On the weekend, President Obama reacted by saying that it is impossible to have 100 percent security and 100 percent privacy and zero inconvenience.
I don’t share this view. The more a society monitors, controls and observes its citizens, the less free it is. In a democratic constitutional state, security is not an end in itself, but serves to secure freedom.
America has been a different country since the horrible terrorist attacks of Sept. 11, 2001. The country’s security architecture was drastically restructured. One goal was to link all institutions and create a broad flow of information among the different security agencies. The relationship between freedom and security has shifted, to the detriment of freedom, especially as a result of the Patriot Act, which was introduced only a few days after 9/11. The Patriot Act is essentially a number of legislative packages passed in rapid succession. They expanded the opportunities for surveillance, just as they created the possibility of imprisonment for the purpose of preventing acts of terror.
To summarize: As much as we want counterterrorism efforts to be effective, there has to be a reasonable balance between security and the freedom of citizens. The Patriot Act significantly limited the civil rights of Americans.
The development was repeatedly criticized internationally. President Obama, a lawyer specializing in US constitutional law, was also critical of this development in the past. But the restrictions on civil rights and liberties enacted in connection with President George W. Bush’s “War on Terror” have not been reversed since Obama became president.

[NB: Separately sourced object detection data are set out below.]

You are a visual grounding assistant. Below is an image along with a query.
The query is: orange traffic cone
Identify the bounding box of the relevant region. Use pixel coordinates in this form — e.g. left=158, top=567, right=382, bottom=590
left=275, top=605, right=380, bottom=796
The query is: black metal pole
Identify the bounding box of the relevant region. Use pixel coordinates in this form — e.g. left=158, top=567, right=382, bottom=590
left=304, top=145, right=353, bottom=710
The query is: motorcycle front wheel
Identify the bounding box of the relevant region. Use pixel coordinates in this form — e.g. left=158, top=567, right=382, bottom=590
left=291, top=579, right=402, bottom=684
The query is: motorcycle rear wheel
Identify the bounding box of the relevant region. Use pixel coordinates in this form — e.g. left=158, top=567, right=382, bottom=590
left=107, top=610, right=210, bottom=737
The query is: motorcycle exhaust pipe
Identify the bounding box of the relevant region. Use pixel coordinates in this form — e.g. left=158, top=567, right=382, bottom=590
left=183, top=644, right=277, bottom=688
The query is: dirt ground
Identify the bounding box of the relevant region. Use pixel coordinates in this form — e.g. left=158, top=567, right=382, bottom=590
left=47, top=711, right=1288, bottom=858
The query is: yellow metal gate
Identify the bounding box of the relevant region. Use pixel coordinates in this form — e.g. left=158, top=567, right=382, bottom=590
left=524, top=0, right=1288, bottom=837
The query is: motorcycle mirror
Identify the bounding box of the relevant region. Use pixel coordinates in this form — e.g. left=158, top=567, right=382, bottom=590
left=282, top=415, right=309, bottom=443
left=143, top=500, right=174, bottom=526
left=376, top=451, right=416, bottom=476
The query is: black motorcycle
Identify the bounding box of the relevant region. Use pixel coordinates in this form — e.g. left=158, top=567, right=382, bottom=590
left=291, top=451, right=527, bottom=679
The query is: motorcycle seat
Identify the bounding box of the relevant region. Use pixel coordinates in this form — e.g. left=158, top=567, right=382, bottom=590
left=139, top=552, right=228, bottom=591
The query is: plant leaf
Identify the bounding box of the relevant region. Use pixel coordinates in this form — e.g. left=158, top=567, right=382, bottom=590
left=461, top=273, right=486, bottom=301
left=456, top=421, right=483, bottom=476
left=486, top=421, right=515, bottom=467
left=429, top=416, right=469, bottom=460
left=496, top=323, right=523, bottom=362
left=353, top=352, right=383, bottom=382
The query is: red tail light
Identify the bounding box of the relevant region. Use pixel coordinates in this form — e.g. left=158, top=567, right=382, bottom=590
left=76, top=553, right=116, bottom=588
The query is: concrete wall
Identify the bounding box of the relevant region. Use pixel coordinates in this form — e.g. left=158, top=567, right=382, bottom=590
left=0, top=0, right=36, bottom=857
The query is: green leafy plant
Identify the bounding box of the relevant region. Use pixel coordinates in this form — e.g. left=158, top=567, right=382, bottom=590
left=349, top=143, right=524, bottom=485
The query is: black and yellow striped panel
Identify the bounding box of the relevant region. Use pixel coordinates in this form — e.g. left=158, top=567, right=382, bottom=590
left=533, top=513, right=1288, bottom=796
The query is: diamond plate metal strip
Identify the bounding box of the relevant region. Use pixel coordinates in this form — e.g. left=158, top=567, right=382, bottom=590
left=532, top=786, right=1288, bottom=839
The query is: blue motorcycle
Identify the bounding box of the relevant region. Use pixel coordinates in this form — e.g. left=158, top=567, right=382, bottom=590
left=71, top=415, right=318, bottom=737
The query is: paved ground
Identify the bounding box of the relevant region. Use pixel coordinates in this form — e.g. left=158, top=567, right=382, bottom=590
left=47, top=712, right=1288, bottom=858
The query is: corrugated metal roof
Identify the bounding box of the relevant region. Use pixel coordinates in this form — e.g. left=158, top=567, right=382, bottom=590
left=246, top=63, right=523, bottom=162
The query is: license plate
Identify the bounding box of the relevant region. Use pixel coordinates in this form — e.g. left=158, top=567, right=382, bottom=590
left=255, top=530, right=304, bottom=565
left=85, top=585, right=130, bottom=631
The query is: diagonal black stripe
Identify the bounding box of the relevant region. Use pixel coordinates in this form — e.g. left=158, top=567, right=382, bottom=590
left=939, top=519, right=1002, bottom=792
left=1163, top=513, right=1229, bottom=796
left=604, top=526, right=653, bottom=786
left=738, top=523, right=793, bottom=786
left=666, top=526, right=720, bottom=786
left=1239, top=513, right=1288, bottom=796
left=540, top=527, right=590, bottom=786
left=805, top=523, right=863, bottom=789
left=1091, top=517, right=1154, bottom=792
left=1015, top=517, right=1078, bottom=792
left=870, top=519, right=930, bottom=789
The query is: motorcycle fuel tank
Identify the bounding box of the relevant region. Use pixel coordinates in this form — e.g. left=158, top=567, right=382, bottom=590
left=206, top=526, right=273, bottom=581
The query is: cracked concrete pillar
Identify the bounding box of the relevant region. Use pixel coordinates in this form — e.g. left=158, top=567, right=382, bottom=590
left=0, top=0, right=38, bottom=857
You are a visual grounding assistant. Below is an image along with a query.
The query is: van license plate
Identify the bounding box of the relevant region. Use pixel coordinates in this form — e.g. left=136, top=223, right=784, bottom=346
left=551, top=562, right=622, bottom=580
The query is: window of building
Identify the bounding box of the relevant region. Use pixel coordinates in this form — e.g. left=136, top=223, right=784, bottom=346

We should remember that the strength of the liberal constitutional state lies in the trust of its citizens. Constitutional guarantees protect this trust and pursue two objectives: to punish the guilty and to protect the innocent or those who are unjustly suspected of a crime against wrongful actions by the government. These are precisely the tenets Germany adopted in 1949 from the tradition of the American Constitution of 1776--namely that in a free and open democratic process, it is important to avoid the impression that the protection of basic rights is not being taken seriously enough.
The American politician and author Benjamin Franklin once wrote: “Those who give up essential liberty to purchase a little temporary safety deserve neither liberty nor safety.”
The suspicion of excessive surveillance of communication is so alarming that it cannot be ignored. For that reason, openness and clarification by the US administration itself should be paramount at this point. All facts must be put on the table.
The global Internet has become indispensable for a competitive economy, the sharing of information and the strengthening of human rights in authoritarian countries. But our trust in these technologies threatens to be lost in the face of comprehensive surveillance activities.